Shape-Shifting Robots and Naked Arnold Can't Save Terminator: Genisys

In paying homage to the original, the fifth film in the series forgets what made it so good: humans.

Paramount Pictures

It goes, I think, like this: In 2029, John Connor learns that Skynet—the artificial intelligence network out to destroy humanity—will attack his Resistance from two fronts, past and future. To prevent this, Connor sends his lieutenant Kyle Reese back to 1984 to protect his mother, Sarah, from the Terminator who has been sent to assassinate her. But Reese’s presence in 1984 alters space-time, thus creating a whole new timeline that leads to, among other things, new fates for John Connor, new fates for the Terminator, and new fates for Sarah—who, unlike the Sarah of the original Terminator, is now prepared for Reese’s arrival. It also leads to Arnold Schwarzenegger playing the role of an aged T-800.

The future is not set,” indeed. We are not meant to think too hard about any of this, but instead to subject it to the laconic demands of the time-travel-action-movie: suspended disbelief. Which is made extra clear by the film’s breezy reliance on “quantum fields” and “nexus points” (multiple versions, the film explains, of “a point so significant it gives birth to two futures”) and other soothingly Einsteinian callbacks to explain its cosmology. At one point—decidedly not a nexus point—Reese (Jai Courtney), as the film’s physics are being explained to him, remarks that the temporal acrobatics involved in his own multi-futured plot line are “making his brain hurt.” This is a way of letting the character, the audience, and the movie off the hook, all at the same time.

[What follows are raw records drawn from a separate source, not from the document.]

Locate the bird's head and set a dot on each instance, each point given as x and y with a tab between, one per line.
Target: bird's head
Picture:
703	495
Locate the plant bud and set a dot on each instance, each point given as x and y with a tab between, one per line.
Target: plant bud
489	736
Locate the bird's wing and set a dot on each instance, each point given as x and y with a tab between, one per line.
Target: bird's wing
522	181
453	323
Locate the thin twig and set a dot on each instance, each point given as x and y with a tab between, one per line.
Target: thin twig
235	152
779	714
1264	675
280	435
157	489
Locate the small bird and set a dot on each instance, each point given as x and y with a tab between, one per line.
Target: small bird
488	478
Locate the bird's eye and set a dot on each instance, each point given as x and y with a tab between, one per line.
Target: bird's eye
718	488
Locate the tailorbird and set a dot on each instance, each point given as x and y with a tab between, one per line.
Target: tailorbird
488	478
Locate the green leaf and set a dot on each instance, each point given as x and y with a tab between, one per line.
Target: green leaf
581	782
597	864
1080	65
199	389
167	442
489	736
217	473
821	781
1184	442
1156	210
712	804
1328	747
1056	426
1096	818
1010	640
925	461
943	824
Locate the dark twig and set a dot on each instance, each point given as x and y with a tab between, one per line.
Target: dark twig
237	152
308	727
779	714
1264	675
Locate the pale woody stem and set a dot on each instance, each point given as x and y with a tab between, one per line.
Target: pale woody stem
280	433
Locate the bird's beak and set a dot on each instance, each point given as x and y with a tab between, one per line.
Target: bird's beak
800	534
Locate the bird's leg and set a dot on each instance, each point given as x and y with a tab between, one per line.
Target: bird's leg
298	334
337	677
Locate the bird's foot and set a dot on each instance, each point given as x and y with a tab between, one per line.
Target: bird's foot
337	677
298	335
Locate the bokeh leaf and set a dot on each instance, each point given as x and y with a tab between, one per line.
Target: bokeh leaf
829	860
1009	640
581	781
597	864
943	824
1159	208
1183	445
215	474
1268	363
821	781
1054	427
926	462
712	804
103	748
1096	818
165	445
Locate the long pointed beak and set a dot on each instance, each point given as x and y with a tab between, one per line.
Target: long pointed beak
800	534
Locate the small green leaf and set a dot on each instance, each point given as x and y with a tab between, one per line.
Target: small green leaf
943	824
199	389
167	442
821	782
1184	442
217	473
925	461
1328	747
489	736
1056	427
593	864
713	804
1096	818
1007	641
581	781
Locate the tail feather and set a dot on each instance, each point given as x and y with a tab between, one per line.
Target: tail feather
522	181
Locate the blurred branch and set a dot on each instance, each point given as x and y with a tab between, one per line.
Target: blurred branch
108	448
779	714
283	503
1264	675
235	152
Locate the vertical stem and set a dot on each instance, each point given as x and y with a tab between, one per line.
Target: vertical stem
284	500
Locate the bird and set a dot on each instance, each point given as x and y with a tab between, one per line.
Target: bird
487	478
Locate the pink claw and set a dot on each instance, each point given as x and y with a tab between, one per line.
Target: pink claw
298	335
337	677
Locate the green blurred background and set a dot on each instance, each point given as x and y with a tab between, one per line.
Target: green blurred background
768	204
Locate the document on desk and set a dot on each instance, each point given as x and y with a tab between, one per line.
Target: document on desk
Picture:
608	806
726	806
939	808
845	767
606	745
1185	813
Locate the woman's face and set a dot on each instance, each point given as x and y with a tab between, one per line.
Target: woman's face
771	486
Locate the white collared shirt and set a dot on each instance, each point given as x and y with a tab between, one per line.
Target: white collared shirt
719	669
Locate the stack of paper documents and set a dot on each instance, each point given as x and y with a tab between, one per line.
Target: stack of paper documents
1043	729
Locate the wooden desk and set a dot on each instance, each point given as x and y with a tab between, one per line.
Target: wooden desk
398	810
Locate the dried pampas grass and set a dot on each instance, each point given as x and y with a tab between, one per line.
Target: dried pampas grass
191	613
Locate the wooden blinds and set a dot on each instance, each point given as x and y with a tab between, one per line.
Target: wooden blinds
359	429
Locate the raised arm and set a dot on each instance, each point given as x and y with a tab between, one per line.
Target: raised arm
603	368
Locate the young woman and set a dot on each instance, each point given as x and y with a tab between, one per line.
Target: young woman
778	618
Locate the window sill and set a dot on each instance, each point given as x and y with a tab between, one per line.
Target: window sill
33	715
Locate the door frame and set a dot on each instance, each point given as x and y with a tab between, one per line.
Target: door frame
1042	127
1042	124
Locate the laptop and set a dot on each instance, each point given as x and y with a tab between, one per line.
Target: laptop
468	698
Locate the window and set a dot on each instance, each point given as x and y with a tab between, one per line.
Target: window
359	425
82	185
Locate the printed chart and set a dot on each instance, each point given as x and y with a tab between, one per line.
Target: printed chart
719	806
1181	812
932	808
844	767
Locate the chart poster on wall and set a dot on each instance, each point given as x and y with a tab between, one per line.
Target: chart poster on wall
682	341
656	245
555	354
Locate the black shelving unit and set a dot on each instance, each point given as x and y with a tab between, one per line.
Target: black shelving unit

It isn’t Terminator: Genisys’ fault, really, that its plot is so absurd. The plot of every Terminator sequel has been absurd. And that’s because the plot of The Terminator itself (the future comes to the past to change the future but that means the past is changed so the future is changed so what even is the future but anyway Arnold Schwarzenegger) was absurd. The disbelief-suspension audiences are meant to undergo as they put on their 3D glasses for this version of the Connor saga is, seen generously, one way the sequel (or: prequel? what even is the future anyway) pays homage to the original.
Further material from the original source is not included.